Although my primary goals and interests are about Chinese sojourners in Chiang Mai, the issue of Burmese resistance and immigrants has come over me since my first several days there. From the independent galleries to the everyday restaurants, the entanglement of local society, economics, and politics with neighboring countries—particularly Myanmar but also Cambodia, Laos, and Vietnam—is ubiquitous. Before my arrival, I had considered Chiang Mai a global city because of the large number of tourists and sojourners from the West and East Asia. Its global connectivity, however, is more complicated and differentiated than my previous thoughts. Both the exploitation of cheap labor and sociopolitical imaginations and solidarity from other Southeast Asian countries are part and parcel of Chiang Mai’s internationalism, fluctuating with the shifting geopolitical situation in the region.
For example, in recent years Burmese exiled activists, journalists, and politicians have turned Chiang Mai into “the political town of Myanmar,” as one of my interlocutors called it, while increasingly being scrutinized by the Thai government as the latter moved closer to the neighboring junta. On the other hand, only a relatively small proportion of Chinese sojourners in Chiang Mai would consider them seriously. Some would mention northern Myanmar as a symbol referring to the recently prevailing imaginations in China of Chiang Mai as a dangerous place for its association with Myanmar’s scam centers, which have actually shifted away from northern Myanmar to central regions like Myawaddy. For sojourners, these references are usually sarcastic, invalidating such unnecessary worries through narratives of how peaceful, joyful, and safe life in Chiang Mai is.

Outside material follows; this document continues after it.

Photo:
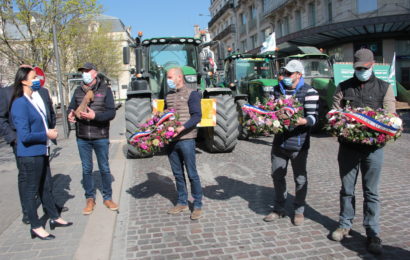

A common discourse is that the residents in Chiang Mai, local or sojourning, are more focused on the small joys of everyday life instead of sociopolitical issues. With these assumptions, often accompanied with an understanding of Buddhist philosophy here, the existence of Burmese refugees is usually either invisible or reaching a different conclusion. For instance, a Chinese video held by a sojourner here argued that Thais just let Burmese stay in the refugee camp happily without “disturbing” or managing them, which corresponds to the Buddhist wisdom.
If Burmese refugees are usually invisible to a majority of Chinese sojourners, Chinese are certainly not so for Burmese. Politically, they discussed largely China’s enormous (and not exactly bright) role in the Burmese civil war. Moreover, their livelihood in Chiang Mai could largely rely on its tourist industry, for which Chinese tourists are one of the most important targets. Because of the long-term connections between Myanmar and China, many of them speak Mandarin and think of strategies to appeal to Chinese tourists. For those involved in activism, solidarity with Chinese activists there—who certainly do not hold the same perspective I described above on Thai and Burmese politics—is also valued.
In a community-building event for Chinese sojourners, I heard one passionately speaking: “Chiang Mai is a common choice for the first stop of Chinese stepping out (of the home country) … We need a way to the globe.” Indeed, Chiang Mai is a global city, though appearing to be different from the way New York or Hong Kong are. The dynamics within this global city, where the bodies, labors, and skills from some regions and classes help to support a “regime of images,” in Peter A. Jackson’s words, that caters to ones from elsewhere, are worth further exploration.